Ordinanza del 10.5.2023 Tribunale di Torino: sul locus commissi delicti del delitto di manipolazione del mercato ex art. 185 t.u.f.
Ordinanza del 10.5.2023 Tribunale di Torino: sul locus commissi delicti del delitto di manipolazione del mercato ex art. 185 t.u.f.
ABSTRACT
La recente questione di competenza territoriale avanzata dalle difese del club juventino e dei suoi dirigenti è stata rimessa dal Giudice per l’Udienza Preliminare torinese, dr. Picco, dinanzi alla Corte di cassazione, in applicazione del nuovo istituto introdotto dalla riforma Cartabia all’art. 24 bis c.p.p. in materia di rinvio pregiudiziale alla Corte per dirimere la questione sulla competenza territoriale. Questione non nuova con riferimento all’art. 185 bis T.U.F. sul quale, da sempre, si contendono due orientamenti giurisprudenziali in materia: quell’orientamento che vede Milano come il Foro esclusivo, ossia quello del giudice del luogo in cui ha sede la Borsa valori presso la quale si sono svolte le operazioni che si assumono illecite, in considerazione del fatto che le condizioni necessarie ai fini della consumazione dell'illecito si realizzano soltanto nel momento dell'incrocio tra gli ordini di acquisto e quelli di vendita sul mercato telematico e quell’altro che, invece, vede il Foro competente in quello in cui soggetto attivo decide di palesare all’esterno la condotta decettiva» e ancora che è «rilevante il luogo e il momento in cui sia stata decisa la diffusione e non quello in cui un impiegato abbia provveduto alla digitazione.

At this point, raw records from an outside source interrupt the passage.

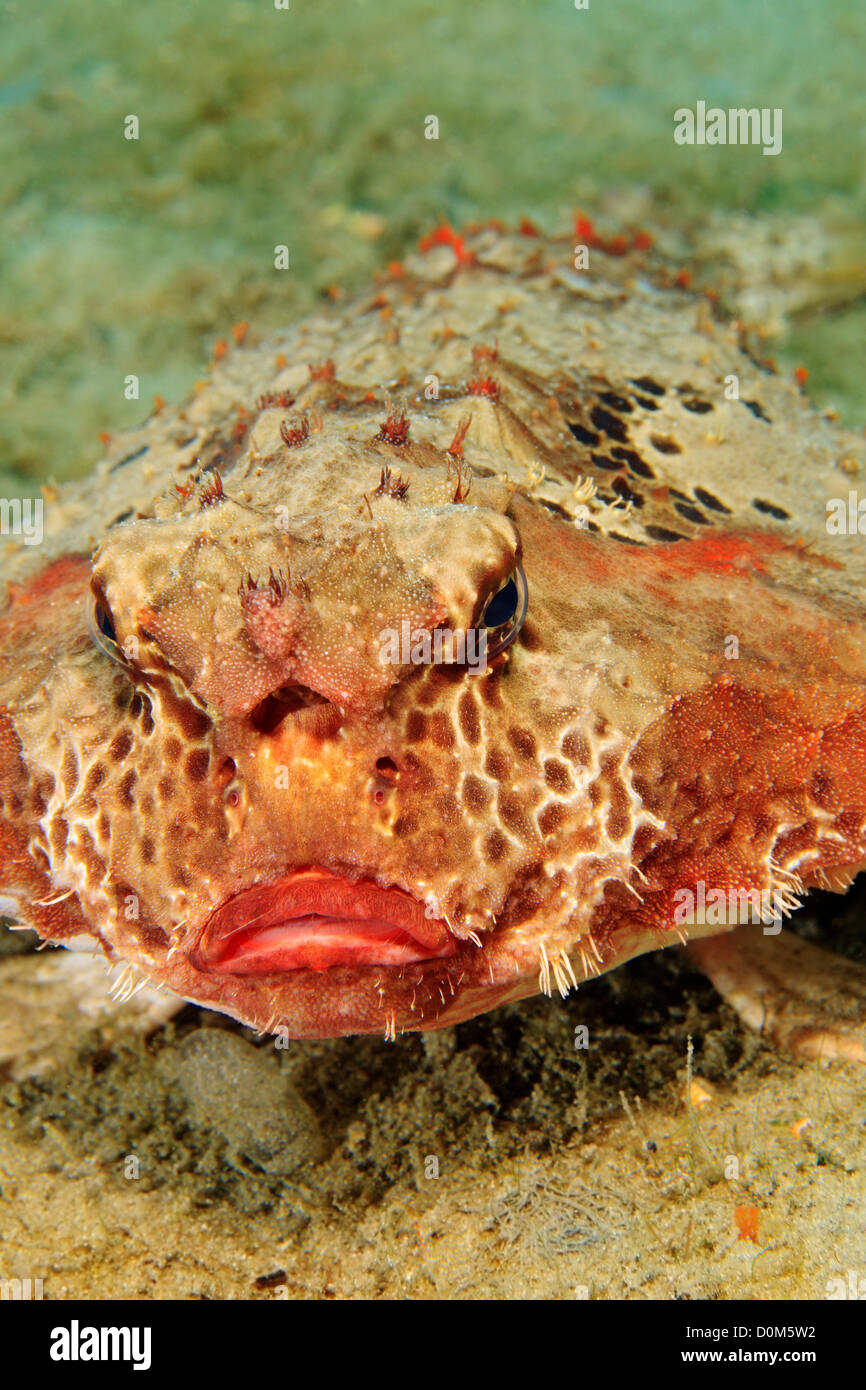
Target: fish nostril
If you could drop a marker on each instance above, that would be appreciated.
(225, 772)
(387, 769)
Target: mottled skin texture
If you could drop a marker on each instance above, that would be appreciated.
(530, 824)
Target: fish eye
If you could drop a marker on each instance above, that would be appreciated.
(505, 612)
(100, 626)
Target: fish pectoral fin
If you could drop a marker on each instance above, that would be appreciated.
(806, 1000)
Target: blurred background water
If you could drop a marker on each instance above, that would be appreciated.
(306, 127)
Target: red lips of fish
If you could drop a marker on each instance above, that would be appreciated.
(313, 920)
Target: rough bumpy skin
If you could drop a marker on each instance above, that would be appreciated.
(206, 766)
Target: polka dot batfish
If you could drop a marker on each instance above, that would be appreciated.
(438, 649)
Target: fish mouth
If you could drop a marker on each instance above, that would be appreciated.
(314, 920)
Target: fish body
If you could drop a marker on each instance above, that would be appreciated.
(232, 755)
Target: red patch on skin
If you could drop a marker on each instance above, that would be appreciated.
(747, 1219)
(313, 920)
(63, 581)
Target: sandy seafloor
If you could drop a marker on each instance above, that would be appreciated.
(560, 1172)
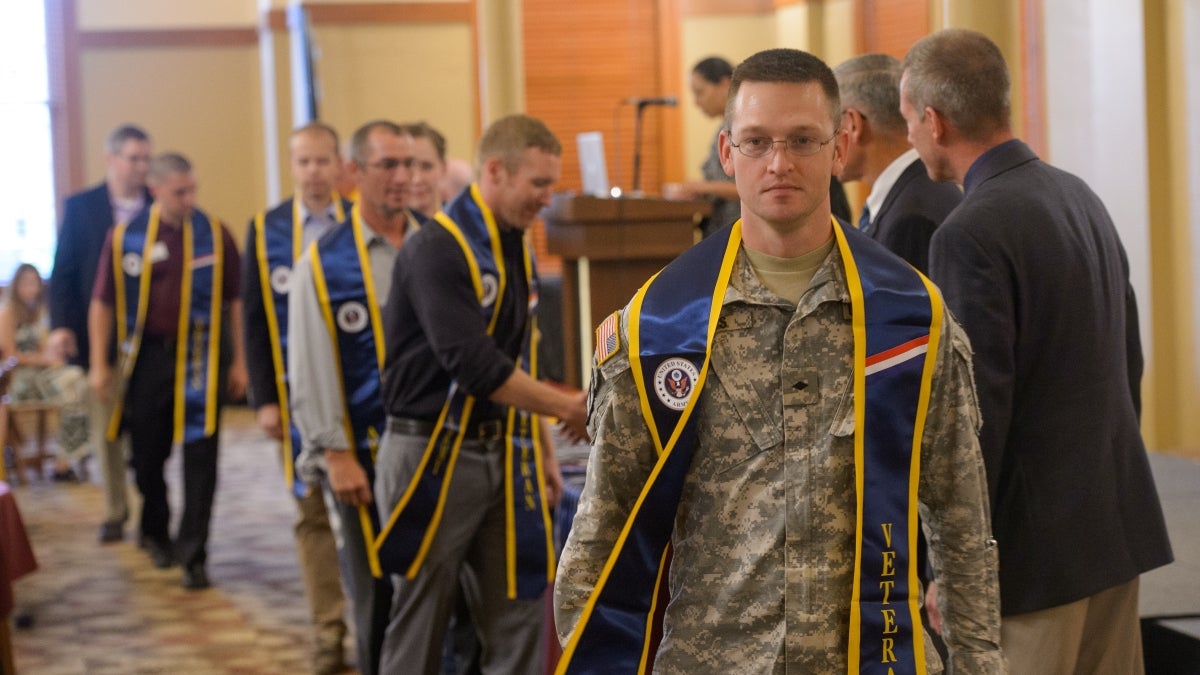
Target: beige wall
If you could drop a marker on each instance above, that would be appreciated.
(399, 72)
(130, 15)
(203, 102)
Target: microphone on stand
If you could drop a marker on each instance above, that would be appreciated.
(642, 102)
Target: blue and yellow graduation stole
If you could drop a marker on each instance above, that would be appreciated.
(198, 340)
(279, 237)
(409, 531)
(341, 272)
(897, 318)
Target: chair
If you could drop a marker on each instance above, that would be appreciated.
(12, 430)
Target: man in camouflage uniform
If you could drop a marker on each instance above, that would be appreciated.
(765, 532)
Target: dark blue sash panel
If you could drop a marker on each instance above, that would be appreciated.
(898, 316)
(343, 273)
(673, 316)
(202, 320)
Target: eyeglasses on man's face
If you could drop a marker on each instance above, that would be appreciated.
(799, 145)
(389, 165)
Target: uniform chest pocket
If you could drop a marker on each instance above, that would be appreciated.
(745, 387)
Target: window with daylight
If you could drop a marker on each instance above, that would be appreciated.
(28, 221)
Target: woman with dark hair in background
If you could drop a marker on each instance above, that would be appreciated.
(41, 372)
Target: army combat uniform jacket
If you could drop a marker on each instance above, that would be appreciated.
(765, 533)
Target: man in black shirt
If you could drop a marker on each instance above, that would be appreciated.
(466, 472)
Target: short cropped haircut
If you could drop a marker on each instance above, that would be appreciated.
(963, 76)
(363, 135)
(319, 127)
(117, 138)
(509, 137)
(423, 130)
(871, 84)
(713, 70)
(785, 65)
(161, 166)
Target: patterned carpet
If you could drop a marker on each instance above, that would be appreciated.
(107, 610)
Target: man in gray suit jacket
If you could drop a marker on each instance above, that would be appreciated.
(904, 205)
(1032, 266)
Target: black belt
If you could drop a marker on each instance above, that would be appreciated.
(480, 430)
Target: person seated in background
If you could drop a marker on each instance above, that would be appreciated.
(41, 372)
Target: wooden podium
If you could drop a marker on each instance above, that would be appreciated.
(610, 248)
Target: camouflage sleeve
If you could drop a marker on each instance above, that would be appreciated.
(954, 508)
(621, 460)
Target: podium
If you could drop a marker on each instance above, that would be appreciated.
(610, 246)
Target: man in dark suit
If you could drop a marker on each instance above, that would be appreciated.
(904, 205)
(1032, 266)
(87, 219)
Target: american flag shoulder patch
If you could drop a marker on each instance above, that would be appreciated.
(609, 338)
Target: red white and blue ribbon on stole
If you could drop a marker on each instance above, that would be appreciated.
(898, 326)
(345, 284)
(198, 336)
(671, 324)
(405, 539)
(279, 238)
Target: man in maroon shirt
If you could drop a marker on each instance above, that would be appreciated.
(169, 281)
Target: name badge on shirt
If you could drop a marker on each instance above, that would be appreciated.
(159, 252)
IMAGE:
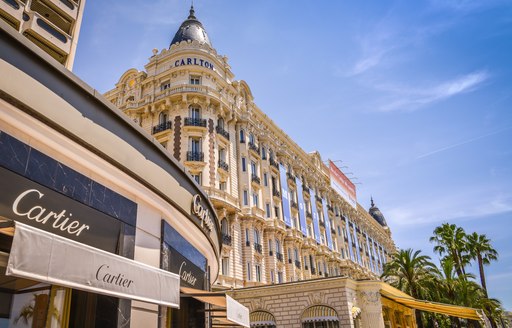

Toccherà, ora, alla Suprema Corte dirimere la questione: se riterrà l’incompetenza territoriale del giudice torinese, disporrà la trasmissione degli atti al pubblico ministero presso il giudice ritenuto territorialmente competente.
IL CRITERIO DEL LOCUS COMMISSI DELICTI AI FINI DELL’INDIVIDUAZIONE DELLA COMPETENZA TERRITORIALE: ART. 8 C.P.P.
Ai sensi dell’art. 8, comma I, c.p.p. costituisce principio generale quello secondo cui la competenza territoriale del giudice si radica nel c.d. locus commissi delicti, ossia nel “luogo in cui il reato è stato consumato”. Apparentemente scontato e banale per certi delitti, più complessa per certi altri, atteso che per le modalità e la particolare insidiosità di talune condotte non sempre è agevole individuare il luogo - o i luoghi tra i molteplici in astratto possibili – in cui si è consumato il reato.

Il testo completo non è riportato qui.